ずいぶん前に口語化によって民法の用語がかなり「わかりやすくなる」ということが報道されていたのですが、いつのことだろうと思っていたら、明日からだということだそうです。
ごめんなさい。全然察知しておりませんでした。(汗)

用語の変更点としては、

 例えば,「疆界(きょうかい)」を「境界」に,「囲繞地(いにょうち)」を「その土地を囲んでいる他の土地」に,「溝渠(こうきょ)」を「溝,堀」に,「僕婢(ぼくひ)」を「家事使用人」に,「薪炭油(しんたんゆ)」を「燃料及び電気」に置き換えています。

とのことで、それなりに「わかりやすく」なっているようです。

やはり古い条文で勉強した人間にとっては、当分違和感がつきまとうものでしょうが、それは、8年前に刑法が口語化されたときと同じことなのでしょうか。

ただ、「改正」であって、新法を創ったわけではないので、制度としては、同時に改正されている「包括根保証」部分以外は、特に改正点はないようです。
#ドイツ民法が出自の条文(規定)と、フランス民法が出自の条文(規定)が隣り合っているような奇妙な現象はまだ続くようです。

2005年03月19日

●社外取締役

東京のNPO、社外取締役候補の紹介サービス (NIKKEI.NET)
http://www.nikkei.co.jp/news/main/20050318AT1D1806618032005.html

今回のニッポン放送問題に限らず、脚光を浴びている「社外取締役」ですが、代表取締役が取締役に対して指示、命令をするなど、本来とは逆方向のことが多い日本の会社構造のなかでは、株主利益の代弁者として、重要な位置を占めるものとなってきます。
取締役会が株主の利益に反すると思われるような経営判断をしようとするときに、社外取締役が株主利益を俯瞰的に判断し、取締役会において発言していくことは、これもまた予防法務的手段としては有効なものだと思えます。
#たとえば、ニッポン放送の新株予約権発行に関する地方裁判所の決定中では、社外取締役の存在を一つの論点としてあげていました。

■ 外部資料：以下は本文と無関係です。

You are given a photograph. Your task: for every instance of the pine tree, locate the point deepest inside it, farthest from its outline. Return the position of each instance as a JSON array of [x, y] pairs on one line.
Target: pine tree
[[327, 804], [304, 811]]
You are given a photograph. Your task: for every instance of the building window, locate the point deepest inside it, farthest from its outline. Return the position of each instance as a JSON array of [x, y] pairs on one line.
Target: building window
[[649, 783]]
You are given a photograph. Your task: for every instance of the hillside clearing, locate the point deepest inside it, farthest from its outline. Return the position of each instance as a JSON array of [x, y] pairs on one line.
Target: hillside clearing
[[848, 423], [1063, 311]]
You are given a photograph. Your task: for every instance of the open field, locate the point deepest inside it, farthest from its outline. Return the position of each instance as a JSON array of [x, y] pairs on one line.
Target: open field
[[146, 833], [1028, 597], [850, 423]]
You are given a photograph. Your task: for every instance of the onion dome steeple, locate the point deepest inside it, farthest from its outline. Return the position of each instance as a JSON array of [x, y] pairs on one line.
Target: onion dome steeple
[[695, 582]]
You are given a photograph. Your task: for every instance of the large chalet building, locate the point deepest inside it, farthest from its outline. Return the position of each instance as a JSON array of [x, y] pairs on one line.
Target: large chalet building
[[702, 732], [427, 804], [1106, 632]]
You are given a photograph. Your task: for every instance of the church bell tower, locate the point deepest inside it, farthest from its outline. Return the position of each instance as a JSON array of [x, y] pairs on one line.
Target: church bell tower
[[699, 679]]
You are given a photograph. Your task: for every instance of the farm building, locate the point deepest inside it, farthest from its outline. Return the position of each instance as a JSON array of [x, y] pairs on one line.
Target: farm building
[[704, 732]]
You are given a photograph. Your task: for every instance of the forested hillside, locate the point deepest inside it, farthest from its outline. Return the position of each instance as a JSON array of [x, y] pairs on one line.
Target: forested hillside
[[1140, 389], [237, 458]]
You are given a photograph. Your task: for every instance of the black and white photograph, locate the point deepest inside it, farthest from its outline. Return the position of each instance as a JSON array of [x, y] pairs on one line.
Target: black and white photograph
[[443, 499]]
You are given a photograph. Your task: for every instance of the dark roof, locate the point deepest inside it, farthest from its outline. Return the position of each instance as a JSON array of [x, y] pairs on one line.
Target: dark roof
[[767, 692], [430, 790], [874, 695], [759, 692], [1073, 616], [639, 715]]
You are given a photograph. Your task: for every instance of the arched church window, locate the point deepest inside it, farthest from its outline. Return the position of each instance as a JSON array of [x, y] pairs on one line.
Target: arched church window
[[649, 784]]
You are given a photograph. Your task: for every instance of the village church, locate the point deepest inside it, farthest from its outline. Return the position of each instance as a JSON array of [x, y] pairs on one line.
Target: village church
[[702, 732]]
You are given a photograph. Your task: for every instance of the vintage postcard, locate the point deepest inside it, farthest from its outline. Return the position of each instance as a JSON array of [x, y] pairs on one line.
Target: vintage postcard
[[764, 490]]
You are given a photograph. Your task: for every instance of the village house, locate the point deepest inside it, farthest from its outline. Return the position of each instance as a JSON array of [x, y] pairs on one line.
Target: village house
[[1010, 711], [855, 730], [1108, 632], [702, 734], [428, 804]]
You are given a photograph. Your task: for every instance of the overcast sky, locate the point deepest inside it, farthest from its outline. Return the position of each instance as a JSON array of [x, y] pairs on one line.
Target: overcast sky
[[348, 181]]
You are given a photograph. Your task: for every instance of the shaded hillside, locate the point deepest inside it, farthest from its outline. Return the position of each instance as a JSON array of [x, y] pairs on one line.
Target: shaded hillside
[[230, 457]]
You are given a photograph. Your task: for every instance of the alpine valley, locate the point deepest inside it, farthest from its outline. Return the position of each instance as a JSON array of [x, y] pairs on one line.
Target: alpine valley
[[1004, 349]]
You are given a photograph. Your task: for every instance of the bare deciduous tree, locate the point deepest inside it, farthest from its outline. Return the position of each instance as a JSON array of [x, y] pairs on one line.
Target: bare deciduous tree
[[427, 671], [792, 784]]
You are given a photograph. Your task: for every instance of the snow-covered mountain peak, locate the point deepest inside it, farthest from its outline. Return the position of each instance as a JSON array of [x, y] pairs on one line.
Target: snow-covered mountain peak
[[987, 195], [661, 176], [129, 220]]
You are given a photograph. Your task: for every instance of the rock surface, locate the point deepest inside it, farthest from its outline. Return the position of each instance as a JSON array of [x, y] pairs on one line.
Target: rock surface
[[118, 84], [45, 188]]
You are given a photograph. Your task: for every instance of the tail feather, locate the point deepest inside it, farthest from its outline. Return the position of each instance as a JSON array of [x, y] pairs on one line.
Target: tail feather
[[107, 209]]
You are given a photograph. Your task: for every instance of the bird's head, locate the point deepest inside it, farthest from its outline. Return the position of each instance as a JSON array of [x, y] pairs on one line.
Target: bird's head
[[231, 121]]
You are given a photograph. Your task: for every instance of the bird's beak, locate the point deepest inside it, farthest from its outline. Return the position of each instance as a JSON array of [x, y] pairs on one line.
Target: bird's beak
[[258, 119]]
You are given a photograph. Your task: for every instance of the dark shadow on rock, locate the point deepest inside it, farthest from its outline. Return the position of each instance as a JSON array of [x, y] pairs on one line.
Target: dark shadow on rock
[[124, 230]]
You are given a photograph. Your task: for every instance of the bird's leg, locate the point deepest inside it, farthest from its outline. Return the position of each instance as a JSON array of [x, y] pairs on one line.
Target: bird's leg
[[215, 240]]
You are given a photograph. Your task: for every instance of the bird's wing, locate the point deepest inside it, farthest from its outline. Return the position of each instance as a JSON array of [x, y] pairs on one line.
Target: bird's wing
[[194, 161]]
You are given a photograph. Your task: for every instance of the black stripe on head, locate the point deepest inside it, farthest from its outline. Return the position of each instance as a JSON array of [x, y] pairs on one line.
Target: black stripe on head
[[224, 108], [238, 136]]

しかし、全国社外取締役ネットワークのサイトを見てみると、

社外ネットの会員には、社外取締役や企業経営者の以外に、社外取締役の候補者となりうる監査役役(常勤、社外含む)、専門職(弁護士、公認会計士、税理士、中小企業診断士、証券アナリスト等)、大学教授、研究者、コンサルタントなど、さまざまな経験をお持ちの方が広く参加しています。

となっており、行政書士が専門職という枠組みの中にはいってきておりません。
残念なことです。

2005年03月15日

●独禁法改正

独禁法改正案、衆院本会議で可決
http://www.nikkei.co.jp/news/keizai/20050315AT1F1501115032005.html

色々なところで反対論があったのを読んでいたのですが、いつのまにやら通過してしまったようです。
課徴金が、6%から10%へ引き上げ(製造業・大企業の場合)ということですが、当初は、12%だったので、若干下がっているのは調整がはいったというところなのでしょうか。

しかし、課徴金は、その性質は、独禁法違反行為によって得られた利益=不当利得を徴収するというもので、6%という額も、「法人企業統計の売上高利益率の平均値を参考にして定められた」(金井貴嗣「独占禁止法」)もので、利益率を前提に考えられています。

この6%というのも、平成3年改正によってでてきたものですが、当時、バブル末期(崩壊後?)の利益率平均であり、現在の不況下での利益率から比べると大きく、不当利得の徴収という性質から離れているという批判もあったようです。

これが、10%に上がるというということは、不当利得の徴収というよりも、制裁的意味合いが強くなり、独禁法違反行為への抑止(一般予防)を強化することが目的のようです。

2005年03月11日

●仮処分

ニッポン放送vsライブドアの裁判所での決定がとりあえずだされたようですね。

<11日の東京地裁決定 1>仮処分命令の要旨(NIKKEI.NET)
http://it.nikkei.co.jp/it/newssp/fuji_vs_livedoor.cfm?i=2005031107674ra

まぁ、ある程度は予想の範疇だったでしょうか。
ほとんどライブドア側の主張を認容していたのは意外でしたが。
差し止めを認めつつ、両者の意見それぞれに聴く部分があるという趣旨のものを想定していたので…

(仮処分命令をざっと読んで追記)
主立った論点に関しては、新聞記事を読まれたほうが「まし」だと思うので、余所様が書きそうにないところをば。

命令本文 第3 2(2)ア 第2段落

現経営陣の支配権を維持することを主要な目的として新株等の発行を行うことは、会社の執行機関にすぎない取締役が会社支配権の帰属を自ら決定するものであって原則として許されず、新株等の発行が許容されるのは、会社ひいては株主全体利益の保護の観点からこれを正当化する特段の事情がある場合に限られるというべきである(もっとも、このようにいうことは、公開会社が、あらかじめ敵対的買収者を想定して会社支配権の争奪の状況が発生する前に何らかの対抗策を設けることを否定する趣旨ではない。敵対的買収に備えて会社として事前にどのような措置を講ずることが許容されるのか、その内容、基準、社外取締役の関与、株主総会の承認など導入に際しての手順については、現在、有識者により様々な場において検討されているところであり、今後、議論が深化し、会社ひいては株主全体利益の保護の観点から公正で明確なルールが定められることが期待される。)。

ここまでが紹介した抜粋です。